Она допила чай, помыла кружку (привычка; дом чужой — ну, не чужой, бабушкин, — но все равно нельзя оставлять грязную посуду), и пошла спать.

Не спалось.

Дом скрипел. Не страшно — скорее как старик, который ворочается в кровати, устраивается поудобнее. Батарея щелкала. Где-то капала вода — мерно, с паузами. Женя лежала под бабушкиным одеялом (тяжелое, ватное, пахнет лавандой) и смотрела в потолок.

Потом встала.

Потом пошла в заднюю комнату. Зачем — не знала. Ноги понесли. Так бывает: тело решает раньше головы, а голова потом догоняет и делает вид, что это она все придумала.
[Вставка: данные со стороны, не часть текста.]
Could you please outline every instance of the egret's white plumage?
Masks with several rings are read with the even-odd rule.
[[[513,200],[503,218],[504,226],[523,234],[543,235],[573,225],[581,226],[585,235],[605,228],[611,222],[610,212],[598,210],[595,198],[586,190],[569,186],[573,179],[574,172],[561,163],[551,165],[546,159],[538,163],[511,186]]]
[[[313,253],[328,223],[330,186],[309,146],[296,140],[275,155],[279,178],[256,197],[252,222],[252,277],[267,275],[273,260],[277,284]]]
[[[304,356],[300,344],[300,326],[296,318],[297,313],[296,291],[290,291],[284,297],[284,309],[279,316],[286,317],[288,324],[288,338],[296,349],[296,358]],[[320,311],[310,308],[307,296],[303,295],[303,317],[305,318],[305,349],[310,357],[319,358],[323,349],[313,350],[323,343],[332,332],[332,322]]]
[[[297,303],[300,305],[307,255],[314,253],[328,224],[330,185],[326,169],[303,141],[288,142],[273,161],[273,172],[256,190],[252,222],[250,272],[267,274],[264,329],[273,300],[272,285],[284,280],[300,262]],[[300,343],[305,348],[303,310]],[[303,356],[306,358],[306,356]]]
Комната была залита лунным светом. Женя не включала лампу — незачем. Луна светила в окно так, будто нарочно целилась в подушку с кружевом. И кружево...

Женя моргнула.

Кружево светилось.

Нет. Не светилось. Просто лунный свет на белых нитках — отражение, оптика, физика, все нормально. Она подошла ближе.

Нитки были теплыми.

Вот это — не физика. Дом холодный, обогреватель она выключила, март, ночь. А нитки — теплые, почти горячие, как будто их только что держали в руках. Как будто бабушка только что отложила работу.

Женя села на табуретку. Руки сами потянулись к коклюшкам.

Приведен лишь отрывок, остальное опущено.